Just Finished Reading: Hope and Glory – Britain 1900-1990 by Peter Clarke (FP: 1996)

Despite the difficulty of rendering 90 years of 20th century British history into a mere 404 pages I do enjoy the efforts made and appreciate the resultant overview that I can fill in at a later date confident in knowing a seal about the background. Books such as this provide the map, the territory, into which (God like) we can focus our attention on a particular incident (the 9 days wonder of the 1926 General Strike for example) or on a particular person (Winston Churchill, Lloyd George, Asquith, Chamberlin, Thatcher and a hundred other political giants of the age) in later follow up books now knowing that such events and such people shaped the world we live in today.

Of course, as with any work such as this much is left out. This volume is an unapologetic political history of Britain with only short confined forays into cultural history (there are very fine chapters on the growth of mass communication - the BBC etc and the rise in prominence of women in British society) and, to be honest is far more focused on England than its UK neighbours in Wales and Scotland. Ireland is mentioned somewhat more but only, by and large, as an English problem rather than an Irish history per se. But none of this came as any great surprise (or disappointment) as the author had already laid his cards clearly on the table for all to see.

What I did find odd (and a tad confusing/disconcerting) is how the author broke up the 90 years under review. He certainly didn’t arbitrarily divide things, as they are often divided, into decades but into political chunks of time often delineated by elections won or lost. So we have a chapter covering 1900-1908 and another (oddly that it covers WW1) 1916-1922. It took a little getting used to I admit although it did fit admirably into the authors narrative flow. Another thing that helped move things along was the author’s humour which seemed at times to be delightfully irreverent especially coming from a professional historian – from Cambridge! I guess that there have been enough historic events and characters (in the full sense of the word) for provide humourist grist for the historian’s mill and this author certainly found his fair share.

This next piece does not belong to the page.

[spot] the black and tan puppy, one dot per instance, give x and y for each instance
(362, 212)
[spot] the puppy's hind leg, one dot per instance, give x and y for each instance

Overall the theme of the book was a challenge to the idea of (inevitable) decline from the 19th and early 20th centuries of glory and empire. Yes, after WW2 the British Empire basically went into a tailspin but it was a managed withdrawal handled far better than (for instance) the French withdrawal from Algeria and South East Asia. It is also unarguable that the Commonwealth was no Empire but it was never intended as a faux substitute. In one sense British power (or more accurately firepower) did decline substantially after WW1 but what we lost in one area we more than gaining in another – in the financial impact of London and our cultural impact which has long been well above what might be expected from a small island off the coast of Western Europe.

I admit that this was a dull read at times. Much like my history course in college this volume dwelt too much on who won what election by how many seats. Such things interest me hardly at all. However, apart from these rather narrow trips down our political history I found this book very interesting indeed and it has, rather inevitably, given me some ideas to follow up in future. Much more British history to come.